Folk Speech – American

At the University of Findlay in the city of Findlay, Ohio there is a constant usage of the term “deader.” My informant tells me that the term can be used as a noun to refer to an individual. An example of such usage would be, “Wow, man you’re a deader.” This can be said after someone does something that offends or displeases someone else. Referring to someone as a “deader” can be either positive or negative. In referring to an attractive female, for example, my informant tells me one would say something like, “She is a deader.” To “dead” is the verb form of the term and can be used to describe the action of “deading” someone. An example my informant gave me was that if someone tried to hit on a girl and was rejected one could say to the individual, “You just got deaded.” In this case the term “dead” is synonymous with getting rejected. The positive verb form can be seen in the example given to me by my informant in which a person sees an attractive woman and then says something like, “I would dead her;” The reference in that example being sexual.

My informant tells me that it is a kind of universal word that can literally be applied to any sentence or situation. It is a way for Findlay students to express themselves and partake in cultural exchanges. Outsiders overhearing conversations of students are often completely baffled by what they hear. The universal word has changed before. My informant tells me that before “dead” the universal word was “blood.” It was much more difficult to utilize that universal word and its existence was short-lived.

On the matter of context, not only was the word used in every context, it was purposely injected into phrases that would normally contain other words. It was their way of playing with the language and in a way making it their own. I think that it is fairly common for college students to try to invent new trends. Some of the trends grow legs and turn into national fads. Others stay local, as is the case in the University of Findlay’s usage of “dead.”

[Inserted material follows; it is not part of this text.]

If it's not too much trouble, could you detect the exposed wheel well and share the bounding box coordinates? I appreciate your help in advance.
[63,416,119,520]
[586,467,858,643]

I found it interesting that the term could be used for anything positive when dead usually refers to death which is often a time of mourning and generally a sad time, except in some cultures like the Irish who celebrate death and play games and other things to make it much more positive than it is in Western societies. My informant tells me that that is the point exactly. The term has nothing to do with positive things and that is why he and his friends find it so amusing to use the term. It is an inversion of social norms. I think it functions to not only help build social bonds but also challenges the established order of things and refuses conformity.